As determined from our initial immunoprecipitation experiments with B. burgdorferi strain B31-MI, the BB0324 and BB0028 proteins associate specifically with BamA as a heterooligomeric OM protein complex (see Figure Figure4).4). Additional data from the BamA regulatable mutant provided further insight into the BamA-BB0324-BB0028 interactions. When the bamA IPTG-regulatable strain was cultivated in decreasing concentrations of IPTG (1.0 or 0.05 mM IPTG) it was immediately apparent that the BamA and BB0324/BB0028 associations were dramatically affected as compared to the parental, wildtype strain B31-LK (see Figure Figure5A5A and and5B).5B). Although these data are insufficient to provide conclusions on the detailed organization of the BAM complex, it is apparent that BB0324 and BB0028 do not efficiently co-immunoprecipitate each other when BamA is depleted. These data suggest that BB0324 and BB0028 do not readily associate in B. burgdorferi without the presence of BamA, and that they likely come together only to form the functional BAM complex. However, the molecular architecture of the B. burgdorferi BAM complex is still unknown, and it is unclear what specific interactions create the BamA-BB0324-BB0028 complex. In our model, BB0324 and BB0028 may associate indirectly through individual direct contacts with BamA. Alternatively, BB0324 and BB0028 may bind directly with each other, where only one of them binds BamA. Further experiments using B. burgdorferi bb0324 and bb0028 partial and/or full deletion mutants (or IPTG regulatable mutants if they are found to be essential) should help to clarify the molecular architecture and binding partners within the BAM complex.

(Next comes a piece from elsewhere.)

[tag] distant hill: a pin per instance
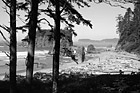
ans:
(97, 43)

Potential interactions between the periplasmic BamA polypeptide transport-associated (POTRA) domains and the BB0028 and BB0324 accessory lipoproteins

The periplasmic N-terminus of BamA contains five repeating POTRA (polypeptide transport-associated) domains, which have been designated P1-P5 [55], that are responsible for the BamA-accessory lipoprotein interactions [10,56]. It has been shown in E. coli that deleting any of the POTRA domains other than P1 results in disruption of accessory lipoprotein interactions [57]. Similar to the E. coli BAM accessory lipoproteins, it is likely that BB0324 and BB0028 also associate with BamA through POTRA domain contacts. Future co-immunoprecipitation experiments with different B. burgdorferi BamA POTRA domain mutants as well as BB0324, and/or BB0028 mutants will help clarify exactly which POTRA domains are needed for BB0324 and BB0028 accessory protein binding.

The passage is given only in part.